Exercise is, of course, good for you in a number of ways. One benefit of exercise is that boosts your immune system and helps prevent illness. In fact, exercise actually increases the production of immunoglobulins (antibodies that attack illness on a cellular level). Exercise also boosts the production of natural killer cells, which fight cancer. (Source)
The key, however, appears to be exercising in moderation. Moderate exercise is usually define as 30 – 60 minutes of, well, moderate effort five days a week. Intense exercise is more than an hour of exercise at near maximum effort. Interestingly enough, intense exercise actually suppresses the immune system. The suppression can last anywhere from a few hours to several days; the length of the suppression seems to be directly related to how hard and how long you engage in exercise. That’s why many people catch colds following a marathon and – I’d wager – why I’m feeling so sick after Saturday’s triathlon.
Here’s a summary of a rather interesting experiment that illustrates the point:
Scientists from the University of Illinois and other schools first infected laboratory mice with flu. One group then rested; a second group ran for a leisurely 20 or 30 minutes, an easy jog for a mouse; the third group ran for a taxing two and a half hours. Each group repeated this routine for three days, until they began to show flu symptoms. The flu bug used in this experiment is devastating to rodents, and more than half of the sedentary mice died. But only 12 percent of the gently jogging mice passed away. Meanwhile, an eye-popping 70 percent of the mice in the group that had run for hours died, and even those that survived were more debilitated and sick than the control group. (Source)

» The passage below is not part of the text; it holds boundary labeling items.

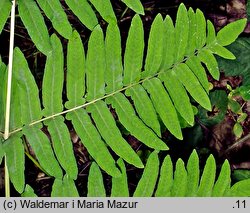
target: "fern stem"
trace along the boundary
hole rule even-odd
[[[9,65],[8,65],[8,82],[7,82],[7,96],[6,96],[6,109],[5,109],[5,127],[4,139],[9,138],[10,127],[10,100],[11,100],[11,81],[12,81],[12,66],[13,66],[13,50],[14,50],[14,33],[15,33],[15,8],[16,1],[12,1],[11,8],[11,24],[10,24],[10,46],[9,46]],[[10,197],[10,178],[7,167],[7,156],[5,155],[5,196]]]
[[[204,48],[206,48],[206,47],[203,47],[203,49],[204,49]],[[198,52],[199,52],[199,50],[196,50],[196,52],[195,52],[194,54],[198,54]],[[188,57],[189,57],[189,56],[186,56],[186,58],[184,58],[182,61],[173,64],[171,67],[169,67],[169,69],[172,69],[173,67],[177,66],[177,65],[180,64],[180,63],[184,63],[184,62],[188,59]],[[111,96],[113,96],[113,95],[115,95],[115,94],[117,94],[117,93],[119,93],[119,92],[124,92],[125,90],[127,90],[127,89],[129,89],[129,88],[131,88],[131,87],[134,87],[134,86],[136,86],[136,85],[138,85],[138,84],[141,84],[141,83],[143,83],[143,82],[145,82],[145,81],[147,81],[147,80],[150,80],[150,79],[152,79],[152,78],[154,78],[154,77],[157,77],[158,75],[160,75],[161,73],[163,73],[163,72],[165,72],[165,71],[166,71],[166,70],[161,70],[161,71],[155,73],[154,75],[152,75],[152,76],[150,76],[150,77],[141,79],[140,81],[138,81],[138,82],[136,82],[136,83],[133,83],[133,84],[131,84],[131,85],[128,85],[128,86],[126,86],[126,87],[123,87],[122,89],[117,90],[117,91],[114,91],[114,92],[112,92],[112,93],[110,93],[110,94],[106,94],[105,96],[103,96],[103,97],[101,97],[101,98],[98,98],[98,99],[95,99],[95,100],[93,100],[93,101],[90,101],[90,102],[88,102],[88,103],[85,103],[85,104],[76,106],[76,107],[71,108],[71,109],[64,110],[64,111],[59,112],[59,113],[55,113],[55,114],[53,114],[53,115],[50,115],[50,116],[48,116],[48,117],[42,118],[42,119],[37,120],[37,121],[33,121],[33,122],[31,122],[30,124],[28,124],[28,126],[34,126],[34,125],[36,125],[36,124],[38,124],[38,123],[41,123],[41,122],[46,121],[46,120],[50,120],[50,119],[55,118],[55,117],[57,117],[57,116],[67,114],[67,113],[69,113],[69,112],[73,112],[73,111],[78,110],[78,109],[81,109],[81,108],[85,108],[85,107],[87,107],[88,105],[94,104],[94,103],[97,102],[97,101],[104,100],[105,98],[111,97]],[[18,128],[18,129],[15,129],[15,130],[11,131],[11,132],[9,133],[9,135],[12,135],[12,134],[15,134],[15,133],[17,133],[17,132],[20,132],[20,131],[22,131],[22,129],[23,129],[22,127],[21,127],[21,128]],[[1,134],[1,132],[0,132],[0,134]]]

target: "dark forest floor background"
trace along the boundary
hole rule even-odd
[[[111,0],[111,2],[119,20],[122,40],[125,44],[127,32],[134,12],[126,8],[120,1]],[[161,13],[163,16],[168,14],[174,19],[177,8],[181,2],[185,3],[187,7],[193,7],[194,9],[199,8],[201,11],[203,11],[206,18],[210,19],[214,23],[217,31],[232,21],[247,17],[247,0],[142,0],[145,8],[145,16],[142,16],[142,20],[146,34],[148,34],[151,23],[158,13]],[[65,9],[67,10],[67,7]],[[90,34],[89,30],[86,29],[70,12],[68,12],[68,17],[72,25],[81,34],[82,40],[85,41],[86,45]],[[53,33],[53,29],[51,28],[51,24],[48,20],[47,24],[48,28],[50,29],[50,33]],[[105,27],[104,22],[101,21],[101,24]],[[29,62],[30,69],[34,74],[38,85],[41,86],[45,57],[37,51],[18,17],[16,20],[15,35],[15,45],[20,47],[25,54]],[[249,35],[250,24],[248,24],[241,36],[249,38]],[[3,33],[0,35],[0,41],[0,54],[2,56],[2,60],[7,64],[9,21],[6,24]],[[63,42],[66,44],[67,41],[64,40]],[[227,85],[229,84],[232,89],[235,89],[242,85],[242,81],[243,77],[241,75],[229,76],[223,72],[223,69],[221,69],[220,80],[211,80],[213,85],[212,92],[223,91],[223,94],[228,95],[230,91],[228,90]],[[220,108],[217,106],[218,102],[216,102],[216,97],[221,98],[221,96],[216,96],[217,93],[218,92],[213,93],[215,95],[212,96],[212,102],[215,103],[213,111],[209,114],[205,112],[208,119],[216,118],[216,116],[220,113]],[[207,156],[210,153],[213,153],[219,162],[218,168],[224,159],[229,159],[231,168],[233,170],[234,181],[250,177],[250,102],[244,101],[242,97],[237,97],[236,101],[242,106],[243,112],[248,115],[244,122],[241,123],[243,132],[240,137],[237,137],[234,134],[233,126],[235,124],[235,116],[237,115],[235,115],[235,113],[232,112],[230,108],[226,109],[223,119],[214,125],[206,125],[206,122],[204,122],[204,117],[202,117],[204,112],[201,111],[199,116],[196,118],[196,125],[192,128],[186,128],[183,130],[184,141],[176,141],[173,138],[169,138],[169,135],[164,135],[164,137],[168,138],[170,141],[169,146],[171,151],[169,154],[171,157],[174,160],[179,157],[186,160],[192,149],[196,148],[201,158],[201,164],[204,164]],[[84,189],[86,188],[90,159],[88,153],[79,143],[79,141],[74,141],[74,137],[76,137],[76,135],[72,132],[75,155],[79,166],[79,177],[76,181],[76,185],[79,189],[79,194],[81,196],[86,196],[86,191]],[[128,136],[126,139],[139,151],[142,149],[140,147],[140,142],[136,141],[133,137]],[[143,152],[143,150],[141,151]],[[146,155],[146,153],[144,154]],[[204,159],[204,161],[202,161],[202,159]],[[2,167],[3,165],[0,168],[1,177],[3,177]],[[51,192],[53,180],[49,177],[45,177],[44,174],[41,173],[29,159],[26,160],[25,168],[27,184],[30,184],[34,188],[38,196],[50,196],[49,193]],[[128,168],[128,174],[129,186],[131,187],[131,190],[133,190],[138,179],[140,178],[141,171],[131,167]],[[107,181],[107,188],[109,188],[111,180],[109,177],[105,178]],[[0,180],[0,196],[4,196],[1,183],[2,181]],[[18,194],[15,194],[13,189],[12,196],[15,195],[19,196]]]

Furthermore, one study found that the mortality ‘sweet spot’ for running is about 15 miles a week. Researchers found that runners who completed 15 miles a week had the lowest all-cause mortality rate; runners who ran greater distances had a higher mortality rate (it’s worth noting all runners had a lower mortality rate than non-runners). The research author said that:
Our paper on the potential dangers of excessive endurance exercise is meant to shed light on a largely underappreciated risk of extreme exercise such as marathons and ultra-marathons. Over years to decades this type of prolonged strenuous running can take a toll on cardiovascular health, in essence causing premature aging, scarring, stiffening, thickening of the heart and blood vessels.
Does this mean we should entirely avoid intense exercise? Well, not exactly. It does mean that if you’re just concerned about the health benefits of exercise, you can rest assured that there’s nothing ‘wrong’ with sticking to moderate exercise, both in terms of intensity and duration. If you find intense events fun, that’s okay, too. Just be wise about how frequently you do them and how you train when you’re already feeling under the weather. Occasional intense exercise isn’t necessarily bad for you – you just need to be smart about it.
The biggest takeaway? Rest days are very important, for both muscle and for immune system recovery. And after an intense event (like a marathon or triathlon), be extra careful about getting enough sleep, eating nutrient-rich foods, avoiding sick people, and washing your hands. I don’t know about you, but I’m always looking for a good reason to nap, and now I have one!
Have you ever gotten sick immediately after a big race?